Technical information
- Licensing authority: CRT
- Class: A
- ERP: 2.6 kW
- HAAT: 18.2 m (60 ft)

Links
- Webcast: Listen live
- Website: lamejor.com.mx

= XHRAW-FM =

Radio station in Ciudad Miguel Alemán, Tamaulipas, Mexico

XHRAW-FM is a radio station on 93.9 FM in Ciudad Miguel Alemán, Tamaulipas, Mexico. It is owned by NRT México and carries the La Mejor FM grupera format from MVS Radio.

==History==
XHRAW received its concession on November 30, 1994 as XHCDL-FM. It was owned by María Garza Acosta. The callsign was changed to the current XHRAW-FM on March 17, 1998, and the station was sold to Rolando Ramiro González Treviño in 2000.
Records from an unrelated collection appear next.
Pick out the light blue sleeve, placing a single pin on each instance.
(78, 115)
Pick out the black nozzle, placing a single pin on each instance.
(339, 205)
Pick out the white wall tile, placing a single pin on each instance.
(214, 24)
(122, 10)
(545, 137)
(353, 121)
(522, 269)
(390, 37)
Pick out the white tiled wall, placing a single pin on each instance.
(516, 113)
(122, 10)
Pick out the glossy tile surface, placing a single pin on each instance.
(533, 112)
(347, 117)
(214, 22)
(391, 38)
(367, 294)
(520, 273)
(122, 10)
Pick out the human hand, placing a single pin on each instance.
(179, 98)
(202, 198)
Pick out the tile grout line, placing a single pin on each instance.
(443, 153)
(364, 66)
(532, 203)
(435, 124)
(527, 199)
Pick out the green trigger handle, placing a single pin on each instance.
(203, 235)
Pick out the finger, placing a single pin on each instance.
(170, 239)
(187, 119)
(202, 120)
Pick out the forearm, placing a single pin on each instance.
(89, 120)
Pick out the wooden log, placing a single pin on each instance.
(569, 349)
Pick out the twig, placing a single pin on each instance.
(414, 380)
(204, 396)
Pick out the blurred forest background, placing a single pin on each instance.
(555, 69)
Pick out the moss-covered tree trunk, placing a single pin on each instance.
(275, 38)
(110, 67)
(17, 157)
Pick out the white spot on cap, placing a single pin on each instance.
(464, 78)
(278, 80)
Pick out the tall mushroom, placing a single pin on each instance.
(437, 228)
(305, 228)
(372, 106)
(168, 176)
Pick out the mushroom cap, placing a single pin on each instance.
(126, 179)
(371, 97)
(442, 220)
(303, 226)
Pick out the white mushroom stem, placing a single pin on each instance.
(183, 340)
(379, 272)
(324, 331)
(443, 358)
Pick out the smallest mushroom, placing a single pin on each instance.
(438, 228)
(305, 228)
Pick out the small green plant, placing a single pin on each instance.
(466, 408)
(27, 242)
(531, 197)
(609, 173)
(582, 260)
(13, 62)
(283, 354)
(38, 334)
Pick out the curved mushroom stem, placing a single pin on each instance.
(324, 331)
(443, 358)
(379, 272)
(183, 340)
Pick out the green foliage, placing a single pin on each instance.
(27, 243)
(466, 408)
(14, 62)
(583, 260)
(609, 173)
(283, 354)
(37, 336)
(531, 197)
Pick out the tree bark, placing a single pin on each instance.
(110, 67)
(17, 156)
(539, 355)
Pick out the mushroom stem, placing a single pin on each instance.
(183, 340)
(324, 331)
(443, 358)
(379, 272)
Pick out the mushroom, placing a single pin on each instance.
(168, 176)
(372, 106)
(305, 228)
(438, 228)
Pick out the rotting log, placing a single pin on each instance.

In 2017, operation of XHRAW was transferred from Grupo AS Comunicación, a regional Radiorama component, to Grupo Larsa Comunicaciones, which immediately instituted the Toño adult hits format, replacing the longtime La Poderosa imaging. That only lasted several months before Larsa ceased operating the station, with XHRAW flipped to Fiesta Mexicana on February 20, 2018.

NRT took over operations itself in 2020. In November 2021, XHRAW adopted the La Mejor grupera format from MVS Radio.